The term “Mediterranean Diet” was introduced in the 1950’s by the studies of nutritionist Ancel Keys (at that time he lived in Salerno, near Naples, Italy) and colleagues, and refers to dietary habits characterized by the consumption of large quantities of vegetables, legumes, fruits, cereals, with extravirgin olive oil as the main source of fat, and low intake of meat, especially red meat.
These dietary habits were formulated through the century, are an healthy protecting diet with also pleasant taste that contribute to a better quality of life.
Note: Ancel Keys was also the creator of K Ration Diet, a portable meal contained 3000 Kcal for soldiers in emergency situation during World War II.
- Mediterranean Diet and chronic degenerative diseases
- Role in the reduction of greenhouse gas emissions
Mediterranean Diet and chronic degenerative diseases
The most well-known research on this eating pattern is the Seven Countries Study, conducted in the 1950’s and 1960’s by Keys and colleagues who, in the early 1950’s (so before the starting of the Study) observed very low rates of coronary heart disease and certain types of cancer in the population of the island of Crete in Greece, in much of the rest of Greece and in southern Italy than the United States of America.
These observations led Keys at all. to subsequent research in the Seven Countries Study that involved 12,763 men from Finland, Greece, Italy, Japan, the Netherlands, the U.S., and Yugoslavia, ages 40-59 and continued for 25 years, in which they looked at the correlation with decreased risk of all-cause and cardiovascular disease (CVD)-related deaths. The Study showed that saturated fats are the major dietary villain and who followed the largely plant-based Mediterranean Diet had decreased risk of cardiovascular disease.
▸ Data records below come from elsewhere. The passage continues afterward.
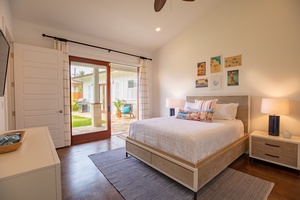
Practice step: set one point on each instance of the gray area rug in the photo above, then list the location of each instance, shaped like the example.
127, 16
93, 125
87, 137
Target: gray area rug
136, 180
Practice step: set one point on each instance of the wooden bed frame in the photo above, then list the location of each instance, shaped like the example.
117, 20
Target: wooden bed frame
195, 175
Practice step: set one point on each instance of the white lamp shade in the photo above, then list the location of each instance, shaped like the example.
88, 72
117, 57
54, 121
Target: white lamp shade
175, 103
275, 106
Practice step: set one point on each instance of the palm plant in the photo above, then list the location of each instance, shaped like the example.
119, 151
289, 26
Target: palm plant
118, 104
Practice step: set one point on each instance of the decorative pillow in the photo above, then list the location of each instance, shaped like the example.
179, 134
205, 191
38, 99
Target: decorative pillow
189, 106
202, 116
226, 111
206, 104
126, 109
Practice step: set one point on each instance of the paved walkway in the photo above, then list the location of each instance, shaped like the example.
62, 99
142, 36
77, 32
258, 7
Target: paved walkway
117, 125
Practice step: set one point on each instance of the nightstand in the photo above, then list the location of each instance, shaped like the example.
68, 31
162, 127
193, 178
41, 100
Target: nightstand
275, 149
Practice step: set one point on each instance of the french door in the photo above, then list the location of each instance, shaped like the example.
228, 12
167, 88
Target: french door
90, 99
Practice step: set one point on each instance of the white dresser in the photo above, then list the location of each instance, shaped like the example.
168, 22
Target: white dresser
32, 172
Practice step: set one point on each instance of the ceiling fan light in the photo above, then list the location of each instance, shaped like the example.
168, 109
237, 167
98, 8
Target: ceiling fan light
159, 4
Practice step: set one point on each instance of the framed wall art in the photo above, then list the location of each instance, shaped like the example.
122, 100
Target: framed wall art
201, 83
201, 69
233, 61
233, 78
216, 64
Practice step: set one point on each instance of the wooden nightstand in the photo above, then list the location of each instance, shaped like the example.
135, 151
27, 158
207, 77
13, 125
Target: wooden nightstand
275, 149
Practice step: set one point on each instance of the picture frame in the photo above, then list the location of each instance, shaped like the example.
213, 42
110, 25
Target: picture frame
233, 78
233, 61
215, 64
201, 83
201, 69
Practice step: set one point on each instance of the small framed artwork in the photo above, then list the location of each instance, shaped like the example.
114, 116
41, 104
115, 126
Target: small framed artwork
215, 64
233, 61
201, 69
233, 78
201, 83
216, 82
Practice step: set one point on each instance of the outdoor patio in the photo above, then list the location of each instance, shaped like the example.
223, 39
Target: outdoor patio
118, 125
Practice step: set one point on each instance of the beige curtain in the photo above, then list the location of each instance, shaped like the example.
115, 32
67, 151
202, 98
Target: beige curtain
143, 91
63, 46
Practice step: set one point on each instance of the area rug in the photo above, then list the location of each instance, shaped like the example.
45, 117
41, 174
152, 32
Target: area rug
135, 180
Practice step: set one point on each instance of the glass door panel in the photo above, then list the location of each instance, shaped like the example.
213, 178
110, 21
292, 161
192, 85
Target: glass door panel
89, 97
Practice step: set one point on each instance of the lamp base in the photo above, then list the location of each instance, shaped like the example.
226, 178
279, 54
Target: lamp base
172, 111
274, 122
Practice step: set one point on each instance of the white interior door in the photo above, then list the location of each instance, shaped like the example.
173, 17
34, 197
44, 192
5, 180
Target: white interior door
39, 89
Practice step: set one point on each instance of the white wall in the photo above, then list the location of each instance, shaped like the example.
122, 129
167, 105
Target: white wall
31, 34
265, 32
6, 27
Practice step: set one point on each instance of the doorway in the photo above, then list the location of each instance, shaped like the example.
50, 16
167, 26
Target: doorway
124, 88
90, 99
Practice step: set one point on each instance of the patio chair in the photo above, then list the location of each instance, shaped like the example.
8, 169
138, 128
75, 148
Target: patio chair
127, 109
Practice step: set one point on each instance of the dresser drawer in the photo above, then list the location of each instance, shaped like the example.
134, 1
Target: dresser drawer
276, 151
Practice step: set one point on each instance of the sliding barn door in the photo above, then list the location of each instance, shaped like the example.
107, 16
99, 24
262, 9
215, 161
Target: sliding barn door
39, 90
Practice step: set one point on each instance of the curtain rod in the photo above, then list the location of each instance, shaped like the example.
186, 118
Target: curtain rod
94, 46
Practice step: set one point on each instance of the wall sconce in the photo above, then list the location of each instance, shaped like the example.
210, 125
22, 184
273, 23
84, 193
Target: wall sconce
274, 107
174, 103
After Key’s Study, many others have showed, in different industrialized and non-industrialized population, the beneficial role of this eating pattern not only on the occurrence of cardiovascular disease but also on chronic degenerative diseases.
In a recent meta-analysis an Italian research team have analyzed the association between adherence to a Mediterranean Diet, mortality, and incidence of diseases in 12 studies, six done in Mediterranean population and the remaining in US populations, northern Europeans, and Europeans living in Australia, with a total of 1 574 299 subjects followed for a time of 3-18 years. This study have showed that “greater adherence to a Mediterranean Diet is significantly associated with a reduced risk of overall mortality, cardiovascular mortality, cancer incidence and mortality, and incidence of Parkinson’s disease and Alzheimer’s disease” (Sofi F. at al. BMJ 2008, see References).
So, these dietary habits are a primary and secondary prevention of major chronic diseases and must be preserved and promoted against the worldwide trends toward dietary uniformity (even in countries of Mediterranean basin) as, of course, all the major scientific associations strongly encourage.
Greater adherence to the traditional Mediterranean Diet is associated with a longer survivor.
It is a eating pattern which uses simple ingredients and simple ways of cooking; the widely accepted components present in recipes are:
an high consumption of:
- * extravirgin olive oil (without it Mediterranean Diet does not exist; it is a good source of monounsaturated fats with more than 2000 microcompounds; for dressing salads, spreading on bread or cooking, but preferable raw)
- * vegetables
- * fruits and nuts
- * legumes as peas, beans, chickpeas, lentils, fava beans and lupins
- cereals, better if unrefined as in the past (the heart of this diet is mainly vegetarian so there is a high intake of fiber and antioxidants that exist in abundance in vegetables, fruit and extravirgin olive oil)
- fish and seafood
low consumption of:
- * meat, meat products
- high-fat dairy products
- high ratio of monounsaturated to saturated fatty acids (this, for example, improves lipid profiles and glycaemic control in people with diabetes)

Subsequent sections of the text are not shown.